Não se pode dar como garantido nenhum vínculo afetivo, penso eu, assim como o vínculo com os filhos. Essa ideia é importante para mim, em geral, e é o ponto de partida da protagonista: a ideia de que se esse vínculo não se produzir de forma magnética, isso não quer dizer que não possa ser construído à sua maneira.

“A Ferida Imaginária” foi o seu último livro. Também foca, de alguma maneira, as relações familiares.

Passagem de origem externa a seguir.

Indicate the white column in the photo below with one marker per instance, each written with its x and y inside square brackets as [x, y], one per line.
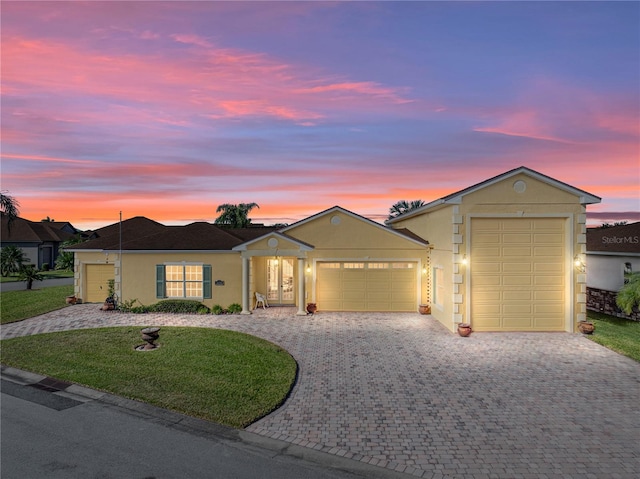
[302, 311]
[246, 302]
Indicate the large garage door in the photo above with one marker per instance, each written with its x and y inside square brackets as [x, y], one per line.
[518, 274]
[366, 286]
[98, 276]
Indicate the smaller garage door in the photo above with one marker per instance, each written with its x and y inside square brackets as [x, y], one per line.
[366, 286]
[97, 287]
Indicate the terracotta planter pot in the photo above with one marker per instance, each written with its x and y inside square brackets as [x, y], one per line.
[464, 329]
[586, 327]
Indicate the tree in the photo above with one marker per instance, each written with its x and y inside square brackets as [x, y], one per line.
[629, 295]
[235, 216]
[30, 274]
[12, 259]
[403, 206]
[9, 206]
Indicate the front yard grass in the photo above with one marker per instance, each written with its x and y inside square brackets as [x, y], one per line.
[19, 305]
[618, 334]
[223, 376]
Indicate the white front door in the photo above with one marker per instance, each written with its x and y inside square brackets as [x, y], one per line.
[280, 281]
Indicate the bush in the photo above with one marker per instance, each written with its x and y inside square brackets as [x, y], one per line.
[234, 308]
[179, 306]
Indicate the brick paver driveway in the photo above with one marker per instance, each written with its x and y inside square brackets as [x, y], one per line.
[401, 392]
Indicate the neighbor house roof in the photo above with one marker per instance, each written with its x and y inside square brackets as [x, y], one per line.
[456, 198]
[25, 231]
[622, 239]
[142, 234]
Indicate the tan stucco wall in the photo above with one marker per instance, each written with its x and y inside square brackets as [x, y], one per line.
[139, 273]
[446, 228]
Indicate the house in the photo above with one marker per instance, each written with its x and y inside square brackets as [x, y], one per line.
[498, 254]
[40, 241]
[612, 255]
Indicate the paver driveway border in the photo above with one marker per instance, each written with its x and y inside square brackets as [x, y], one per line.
[399, 391]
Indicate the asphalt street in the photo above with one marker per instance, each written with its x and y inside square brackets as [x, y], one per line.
[49, 434]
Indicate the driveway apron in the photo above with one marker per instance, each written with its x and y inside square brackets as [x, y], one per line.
[401, 392]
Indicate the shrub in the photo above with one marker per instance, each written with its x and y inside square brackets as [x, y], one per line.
[629, 295]
[178, 306]
[234, 308]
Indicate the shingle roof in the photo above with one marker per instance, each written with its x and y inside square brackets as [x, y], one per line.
[616, 239]
[26, 231]
[143, 234]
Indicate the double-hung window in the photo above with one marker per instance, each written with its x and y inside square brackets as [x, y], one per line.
[183, 280]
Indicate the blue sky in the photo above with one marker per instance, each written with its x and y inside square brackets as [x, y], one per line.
[168, 109]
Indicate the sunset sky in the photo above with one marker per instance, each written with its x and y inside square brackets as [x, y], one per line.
[168, 109]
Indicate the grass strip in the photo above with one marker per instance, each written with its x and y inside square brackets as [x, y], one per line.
[19, 305]
[618, 334]
[223, 376]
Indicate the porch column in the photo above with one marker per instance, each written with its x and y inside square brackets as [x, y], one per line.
[301, 306]
[246, 302]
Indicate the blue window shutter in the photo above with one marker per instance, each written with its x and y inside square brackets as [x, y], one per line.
[160, 290]
[206, 281]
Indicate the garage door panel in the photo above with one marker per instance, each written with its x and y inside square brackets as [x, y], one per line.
[548, 295]
[373, 286]
[516, 295]
[513, 280]
[519, 283]
[516, 251]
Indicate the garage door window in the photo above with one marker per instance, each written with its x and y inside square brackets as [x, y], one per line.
[186, 281]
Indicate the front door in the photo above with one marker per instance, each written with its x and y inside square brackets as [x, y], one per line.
[280, 281]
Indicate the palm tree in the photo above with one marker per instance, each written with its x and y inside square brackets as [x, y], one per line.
[235, 216]
[403, 206]
[9, 206]
[12, 259]
[30, 274]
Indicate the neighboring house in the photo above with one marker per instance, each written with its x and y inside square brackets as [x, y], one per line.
[498, 254]
[612, 255]
[40, 241]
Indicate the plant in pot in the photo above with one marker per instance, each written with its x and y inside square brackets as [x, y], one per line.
[111, 301]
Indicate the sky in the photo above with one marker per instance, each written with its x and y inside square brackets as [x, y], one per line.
[169, 109]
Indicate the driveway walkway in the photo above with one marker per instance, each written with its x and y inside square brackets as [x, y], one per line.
[399, 391]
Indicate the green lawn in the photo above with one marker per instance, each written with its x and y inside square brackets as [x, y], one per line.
[18, 305]
[223, 376]
[618, 334]
[53, 274]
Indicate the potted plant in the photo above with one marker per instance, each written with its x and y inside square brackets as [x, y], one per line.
[110, 302]
[464, 329]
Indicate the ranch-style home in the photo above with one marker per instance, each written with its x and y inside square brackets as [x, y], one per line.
[500, 255]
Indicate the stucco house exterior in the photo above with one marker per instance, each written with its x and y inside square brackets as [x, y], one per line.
[612, 254]
[40, 241]
[498, 254]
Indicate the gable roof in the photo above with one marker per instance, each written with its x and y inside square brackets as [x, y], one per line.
[456, 198]
[405, 233]
[25, 231]
[622, 239]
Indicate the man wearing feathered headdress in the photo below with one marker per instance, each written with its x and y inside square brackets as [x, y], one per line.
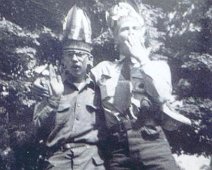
[136, 93]
[69, 117]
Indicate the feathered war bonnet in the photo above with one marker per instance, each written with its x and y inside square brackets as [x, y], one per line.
[121, 11]
[77, 30]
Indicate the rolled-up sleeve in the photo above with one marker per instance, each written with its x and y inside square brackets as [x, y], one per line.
[159, 75]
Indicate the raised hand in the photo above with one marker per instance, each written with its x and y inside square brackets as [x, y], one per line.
[49, 86]
[136, 49]
[56, 83]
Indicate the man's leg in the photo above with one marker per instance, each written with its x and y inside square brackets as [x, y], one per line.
[152, 152]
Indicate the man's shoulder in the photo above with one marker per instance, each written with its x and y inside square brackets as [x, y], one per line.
[103, 65]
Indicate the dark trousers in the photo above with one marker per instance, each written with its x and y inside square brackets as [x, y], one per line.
[138, 150]
[85, 157]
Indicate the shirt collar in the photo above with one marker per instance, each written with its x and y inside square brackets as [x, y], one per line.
[134, 63]
[88, 82]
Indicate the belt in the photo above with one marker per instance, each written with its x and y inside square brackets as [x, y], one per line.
[122, 126]
[67, 146]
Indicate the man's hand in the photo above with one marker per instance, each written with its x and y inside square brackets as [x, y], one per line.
[136, 49]
[49, 87]
[56, 83]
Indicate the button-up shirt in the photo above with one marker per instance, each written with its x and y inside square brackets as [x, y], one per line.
[153, 78]
[77, 117]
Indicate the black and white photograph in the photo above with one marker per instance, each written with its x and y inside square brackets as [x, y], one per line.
[105, 85]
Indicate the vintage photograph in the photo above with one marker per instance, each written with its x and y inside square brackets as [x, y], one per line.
[105, 85]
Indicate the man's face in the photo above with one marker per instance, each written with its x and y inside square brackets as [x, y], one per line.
[75, 62]
[128, 27]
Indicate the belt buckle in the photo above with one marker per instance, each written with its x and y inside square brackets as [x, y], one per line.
[67, 146]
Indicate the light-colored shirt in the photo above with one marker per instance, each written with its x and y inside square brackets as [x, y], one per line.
[75, 119]
[155, 77]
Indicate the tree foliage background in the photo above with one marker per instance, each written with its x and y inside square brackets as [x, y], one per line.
[180, 31]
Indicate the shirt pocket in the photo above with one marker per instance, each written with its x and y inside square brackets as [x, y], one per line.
[97, 161]
[63, 112]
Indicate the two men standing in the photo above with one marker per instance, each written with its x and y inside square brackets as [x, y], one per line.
[134, 94]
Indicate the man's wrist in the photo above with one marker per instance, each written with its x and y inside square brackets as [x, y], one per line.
[54, 101]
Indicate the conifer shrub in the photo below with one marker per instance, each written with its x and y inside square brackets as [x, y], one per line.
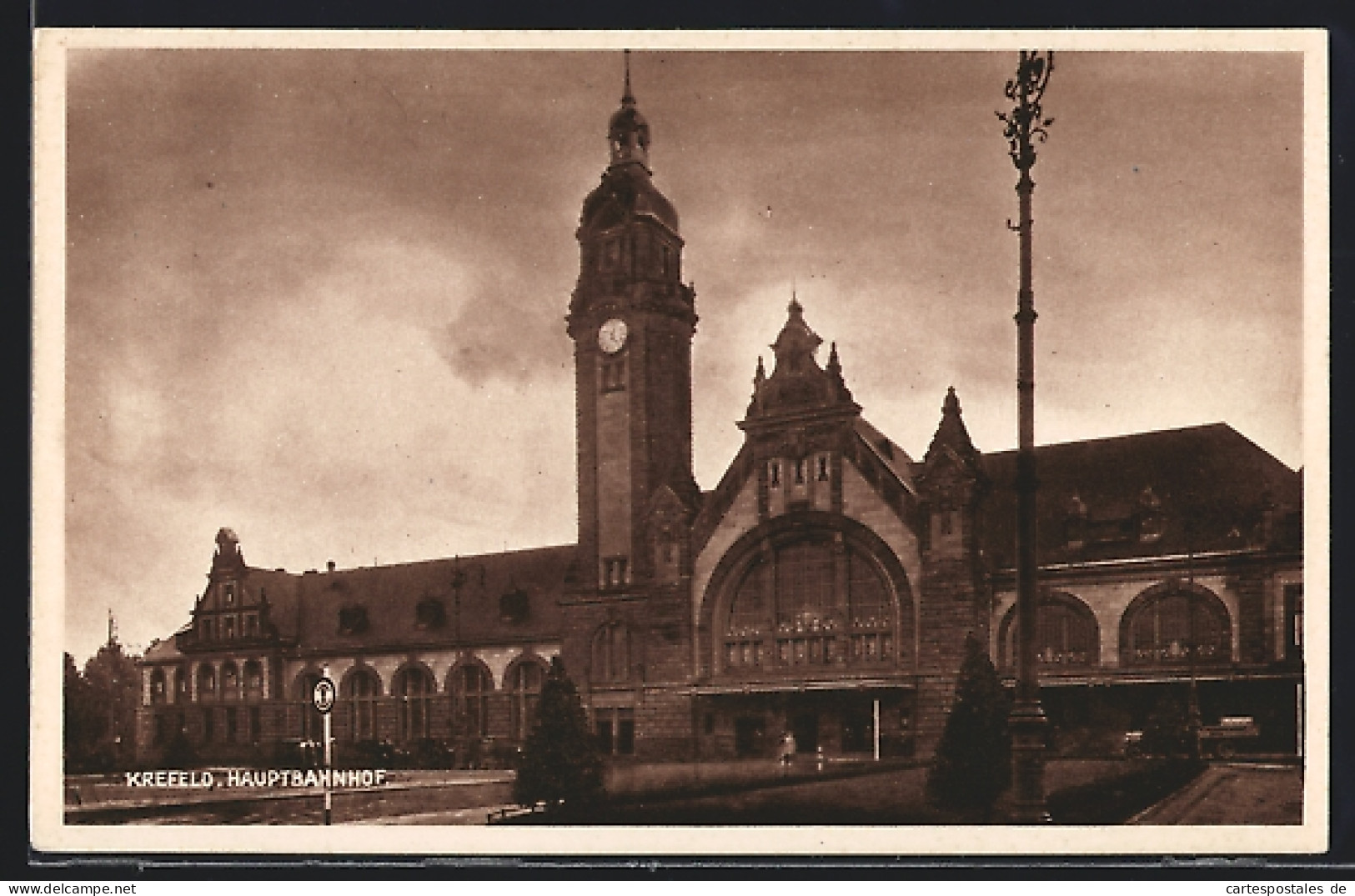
[560, 765]
[971, 766]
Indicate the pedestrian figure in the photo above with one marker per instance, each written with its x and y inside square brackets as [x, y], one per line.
[787, 752]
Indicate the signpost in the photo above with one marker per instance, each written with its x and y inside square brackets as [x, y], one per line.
[323, 698]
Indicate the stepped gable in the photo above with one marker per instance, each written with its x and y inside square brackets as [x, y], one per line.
[1132, 497]
[798, 386]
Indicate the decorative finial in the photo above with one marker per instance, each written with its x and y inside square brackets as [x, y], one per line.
[626, 98]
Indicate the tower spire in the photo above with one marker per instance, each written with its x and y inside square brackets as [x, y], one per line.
[628, 132]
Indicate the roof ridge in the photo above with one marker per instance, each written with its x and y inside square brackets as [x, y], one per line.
[1218, 424]
[426, 561]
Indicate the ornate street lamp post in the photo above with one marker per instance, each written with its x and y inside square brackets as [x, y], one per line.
[1025, 125]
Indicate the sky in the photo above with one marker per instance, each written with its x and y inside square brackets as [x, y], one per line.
[318, 295]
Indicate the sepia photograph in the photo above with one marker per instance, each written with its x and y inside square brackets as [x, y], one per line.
[680, 443]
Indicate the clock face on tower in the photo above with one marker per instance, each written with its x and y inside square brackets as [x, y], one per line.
[611, 336]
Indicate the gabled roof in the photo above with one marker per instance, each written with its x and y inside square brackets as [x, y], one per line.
[1207, 488]
[891, 453]
[305, 607]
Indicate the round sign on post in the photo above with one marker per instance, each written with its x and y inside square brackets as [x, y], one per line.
[324, 694]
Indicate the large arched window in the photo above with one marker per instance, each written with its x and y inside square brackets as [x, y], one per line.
[312, 723]
[1066, 635]
[206, 681]
[611, 653]
[229, 681]
[1172, 624]
[361, 690]
[414, 689]
[524, 681]
[809, 603]
[470, 687]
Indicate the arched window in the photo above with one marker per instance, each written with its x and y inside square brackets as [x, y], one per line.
[414, 689]
[1066, 633]
[312, 723]
[206, 683]
[524, 679]
[361, 690]
[253, 679]
[470, 687]
[611, 653]
[229, 681]
[787, 609]
[1172, 626]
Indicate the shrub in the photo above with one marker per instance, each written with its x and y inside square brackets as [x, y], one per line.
[559, 763]
[973, 759]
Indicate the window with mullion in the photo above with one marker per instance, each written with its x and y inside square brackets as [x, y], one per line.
[414, 688]
[472, 687]
[362, 694]
[524, 688]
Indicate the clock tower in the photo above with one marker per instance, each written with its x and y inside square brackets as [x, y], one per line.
[632, 320]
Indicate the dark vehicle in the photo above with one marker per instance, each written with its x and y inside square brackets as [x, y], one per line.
[1232, 735]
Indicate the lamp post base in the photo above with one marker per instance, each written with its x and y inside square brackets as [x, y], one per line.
[1027, 726]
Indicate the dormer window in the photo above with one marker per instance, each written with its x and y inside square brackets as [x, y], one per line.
[515, 607]
[613, 373]
[353, 620]
[429, 613]
[614, 573]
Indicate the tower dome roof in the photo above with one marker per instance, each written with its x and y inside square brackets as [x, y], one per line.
[624, 194]
[626, 191]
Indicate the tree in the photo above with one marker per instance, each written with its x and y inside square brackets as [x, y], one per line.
[114, 685]
[973, 759]
[80, 719]
[560, 765]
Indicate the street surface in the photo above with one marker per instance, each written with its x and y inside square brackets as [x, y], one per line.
[1235, 793]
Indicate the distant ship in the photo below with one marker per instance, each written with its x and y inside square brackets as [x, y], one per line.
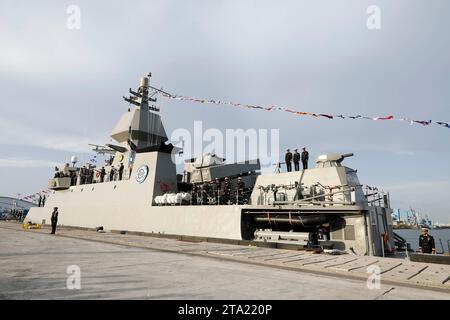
[140, 190]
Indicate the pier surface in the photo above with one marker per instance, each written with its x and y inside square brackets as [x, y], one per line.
[34, 265]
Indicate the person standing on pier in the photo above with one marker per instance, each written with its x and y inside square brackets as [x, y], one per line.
[426, 242]
[54, 219]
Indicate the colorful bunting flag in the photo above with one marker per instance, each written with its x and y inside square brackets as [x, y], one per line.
[301, 113]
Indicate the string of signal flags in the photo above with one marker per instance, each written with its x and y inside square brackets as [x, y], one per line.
[302, 113]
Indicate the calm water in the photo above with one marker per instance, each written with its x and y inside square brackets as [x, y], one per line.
[412, 237]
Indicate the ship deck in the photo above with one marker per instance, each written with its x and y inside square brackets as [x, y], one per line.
[123, 266]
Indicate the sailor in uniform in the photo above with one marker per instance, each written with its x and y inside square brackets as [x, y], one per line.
[288, 160]
[54, 219]
[426, 242]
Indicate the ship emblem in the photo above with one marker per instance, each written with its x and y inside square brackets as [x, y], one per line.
[142, 173]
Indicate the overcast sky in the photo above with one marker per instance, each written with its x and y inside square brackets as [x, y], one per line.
[61, 89]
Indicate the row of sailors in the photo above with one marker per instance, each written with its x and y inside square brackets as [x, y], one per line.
[90, 175]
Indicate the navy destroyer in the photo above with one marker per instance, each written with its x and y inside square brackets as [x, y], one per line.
[140, 190]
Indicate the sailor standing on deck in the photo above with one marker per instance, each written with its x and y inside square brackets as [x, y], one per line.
[305, 158]
[54, 219]
[296, 160]
[102, 174]
[121, 171]
[426, 242]
[288, 160]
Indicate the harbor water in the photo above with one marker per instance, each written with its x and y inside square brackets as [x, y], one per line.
[441, 238]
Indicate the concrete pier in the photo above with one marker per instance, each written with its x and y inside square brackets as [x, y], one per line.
[34, 265]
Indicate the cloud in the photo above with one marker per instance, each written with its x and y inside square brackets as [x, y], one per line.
[25, 163]
[26, 134]
[404, 153]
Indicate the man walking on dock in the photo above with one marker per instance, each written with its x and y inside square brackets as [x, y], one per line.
[54, 219]
[426, 242]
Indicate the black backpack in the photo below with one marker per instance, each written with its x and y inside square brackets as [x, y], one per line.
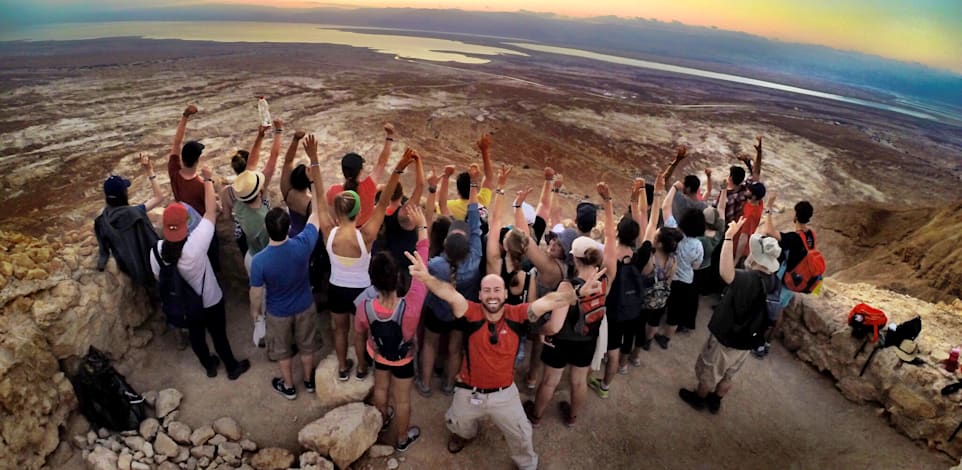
[180, 301]
[106, 399]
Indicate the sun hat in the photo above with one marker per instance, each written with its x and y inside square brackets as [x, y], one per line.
[764, 251]
[175, 222]
[247, 185]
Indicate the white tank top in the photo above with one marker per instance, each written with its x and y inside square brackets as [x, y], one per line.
[349, 272]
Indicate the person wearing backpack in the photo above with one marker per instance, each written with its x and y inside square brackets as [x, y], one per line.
[386, 327]
[802, 264]
[189, 289]
[740, 319]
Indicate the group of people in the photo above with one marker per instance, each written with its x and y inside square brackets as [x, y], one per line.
[445, 286]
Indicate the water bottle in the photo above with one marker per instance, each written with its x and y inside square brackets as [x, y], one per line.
[263, 112]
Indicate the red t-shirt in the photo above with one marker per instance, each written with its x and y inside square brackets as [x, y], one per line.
[190, 191]
[492, 365]
[367, 189]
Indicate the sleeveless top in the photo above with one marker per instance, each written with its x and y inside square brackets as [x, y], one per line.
[346, 271]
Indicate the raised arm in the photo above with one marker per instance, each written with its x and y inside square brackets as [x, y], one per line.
[484, 144]
[288, 167]
[378, 174]
[544, 202]
[320, 212]
[726, 266]
[373, 225]
[255, 154]
[443, 290]
[275, 152]
[157, 197]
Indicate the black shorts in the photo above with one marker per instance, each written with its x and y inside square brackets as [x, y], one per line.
[560, 353]
[399, 372]
[436, 325]
[622, 334]
[682, 305]
[341, 299]
[653, 317]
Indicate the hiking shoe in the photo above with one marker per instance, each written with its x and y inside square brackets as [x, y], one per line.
[691, 398]
[598, 387]
[413, 434]
[211, 366]
[423, 390]
[566, 416]
[344, 375]
[242, 366]
[278, 384]
[714, 402]
[528, 406]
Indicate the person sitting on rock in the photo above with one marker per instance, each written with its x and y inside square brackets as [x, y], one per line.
[739, 321]
[188, 253]
[386, 327]
[125, 230]
[280, 280]
[352, 165]
[485, 384]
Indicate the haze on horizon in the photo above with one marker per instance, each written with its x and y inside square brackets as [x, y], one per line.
[922, 31]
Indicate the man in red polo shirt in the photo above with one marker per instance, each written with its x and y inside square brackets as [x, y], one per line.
[492, 331]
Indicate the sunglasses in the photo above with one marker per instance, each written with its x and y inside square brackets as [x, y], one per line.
[494, 333]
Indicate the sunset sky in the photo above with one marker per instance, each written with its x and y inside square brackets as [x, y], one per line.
[924, 31]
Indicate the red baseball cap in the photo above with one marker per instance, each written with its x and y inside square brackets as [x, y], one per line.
[175, 222]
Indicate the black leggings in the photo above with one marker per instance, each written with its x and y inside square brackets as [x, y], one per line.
[212, 320]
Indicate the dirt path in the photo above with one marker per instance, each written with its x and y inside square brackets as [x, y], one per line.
[781, 414]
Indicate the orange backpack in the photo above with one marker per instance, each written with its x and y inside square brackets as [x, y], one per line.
[807, 275]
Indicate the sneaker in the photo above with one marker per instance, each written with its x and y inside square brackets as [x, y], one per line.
[598, 387]
[211, 366]
[528, 406]
[714, 402]
[566, 416]
[413, 434]
[344, 375]
[242, 366]
[691, 398]
[423, 390]
[278, 384]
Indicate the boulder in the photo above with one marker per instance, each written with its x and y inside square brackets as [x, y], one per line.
[344, 433]
[332, 392]
[273, 458]
[229, 428]
[167, 400]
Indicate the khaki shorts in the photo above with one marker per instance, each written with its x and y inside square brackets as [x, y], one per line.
[282, 332]
[718, 362]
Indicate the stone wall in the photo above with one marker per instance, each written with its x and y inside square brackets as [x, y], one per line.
[53, 305]
[816, 329]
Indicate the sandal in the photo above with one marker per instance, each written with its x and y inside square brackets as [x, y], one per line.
[456, 443]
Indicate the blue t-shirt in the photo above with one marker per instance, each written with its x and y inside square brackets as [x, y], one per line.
[283, 270]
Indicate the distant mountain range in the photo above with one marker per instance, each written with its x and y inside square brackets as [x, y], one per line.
[709, 48]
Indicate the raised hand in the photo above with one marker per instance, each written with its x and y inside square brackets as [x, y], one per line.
[310, 146]
[484, 143]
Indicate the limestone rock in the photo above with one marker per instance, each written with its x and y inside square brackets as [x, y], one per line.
[101, 458]
[344, 433]
[333, 393]
[201, 435]
[273, 458]
[229, 428]
[148, 428]
[179, 432]
[167, 400]
[164, 445]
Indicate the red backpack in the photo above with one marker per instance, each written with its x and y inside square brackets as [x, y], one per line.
[807, 275]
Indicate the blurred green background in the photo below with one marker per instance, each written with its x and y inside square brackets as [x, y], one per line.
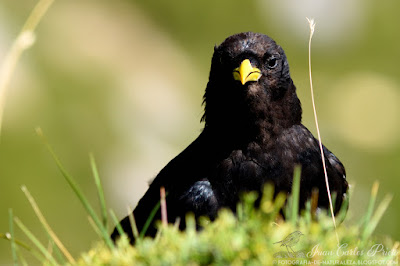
[125, 79]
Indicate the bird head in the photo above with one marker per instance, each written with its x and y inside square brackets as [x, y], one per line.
[249, 80]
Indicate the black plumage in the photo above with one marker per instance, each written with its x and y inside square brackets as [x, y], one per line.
[252, 135]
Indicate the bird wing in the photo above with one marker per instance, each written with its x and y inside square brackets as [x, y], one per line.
[186, 184]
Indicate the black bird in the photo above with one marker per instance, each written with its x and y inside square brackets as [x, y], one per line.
[252, 135]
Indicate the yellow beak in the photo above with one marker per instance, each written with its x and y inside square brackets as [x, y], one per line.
[245, 72]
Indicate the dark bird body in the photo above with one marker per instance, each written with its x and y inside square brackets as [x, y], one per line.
[252, 135]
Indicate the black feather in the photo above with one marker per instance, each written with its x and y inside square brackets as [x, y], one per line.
[252, 135]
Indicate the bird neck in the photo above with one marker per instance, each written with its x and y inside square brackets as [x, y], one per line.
[255, 119]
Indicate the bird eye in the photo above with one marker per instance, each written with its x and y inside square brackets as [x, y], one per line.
[272, 62]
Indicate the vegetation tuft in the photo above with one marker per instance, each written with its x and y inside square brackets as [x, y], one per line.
[252, 236]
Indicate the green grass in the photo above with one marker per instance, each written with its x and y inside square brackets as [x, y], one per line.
[247, 237]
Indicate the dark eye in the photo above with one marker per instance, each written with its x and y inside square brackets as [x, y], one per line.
[272, 62]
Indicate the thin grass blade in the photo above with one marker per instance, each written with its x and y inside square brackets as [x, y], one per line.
[47, 227]
[77, 191]
[132, 220]
[295, 197]
[100, 190]
[370, 227]
[36, 242]
[12, 239]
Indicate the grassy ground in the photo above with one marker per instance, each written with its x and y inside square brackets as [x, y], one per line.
[252, 236]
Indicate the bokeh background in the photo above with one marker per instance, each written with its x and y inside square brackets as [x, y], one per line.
[125, 79]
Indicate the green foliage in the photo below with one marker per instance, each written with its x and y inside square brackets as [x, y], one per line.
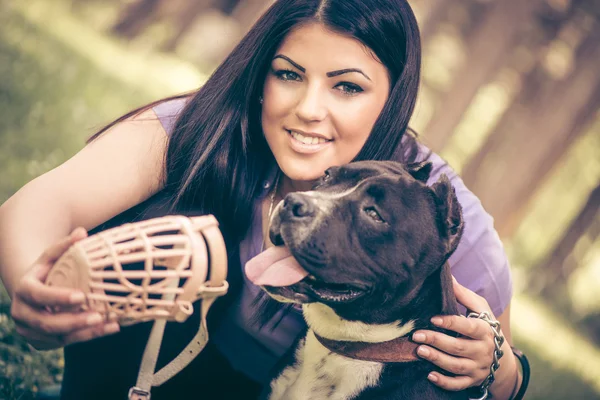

Sim, é um livro diferente, porque é um livro com várias protagonistas cruzadas e vários contextos. O que me interessava nesse livro, para além de muitas outras questões — como a questão da ficção como forma de escape, de algum modo, da realidade, das diferentes formas de ficção e de como se relacionam com a memória — era também esta ideia de construir personagens que têm vínculos afectivos bastante defeituosos, mas que se mantêm. A ideia era investigar um pouco como acontecem essas relações fraternas, ou às vezes entre pais e filhos, que não funcionam totalmente bem e que vão sempre tropeçando pelo caminho.

Como pergunta final, o que acha das várias pronúncias da língua portuguesa? Diz-se que as influências são mais visíveis no norte de Portugal. 

O galego do sul da Galiza é parecido com o sotaque do norte de Portugal. Quando ouço pessoas de Angola, por exemplo, reparo igualmente que têm uma pronúncia que é praticamente muito parecida com a galega, e é muito mais genuíno ouvi-los. Há esta sensação de pertencer a um espaço linguístico que é claramente comum.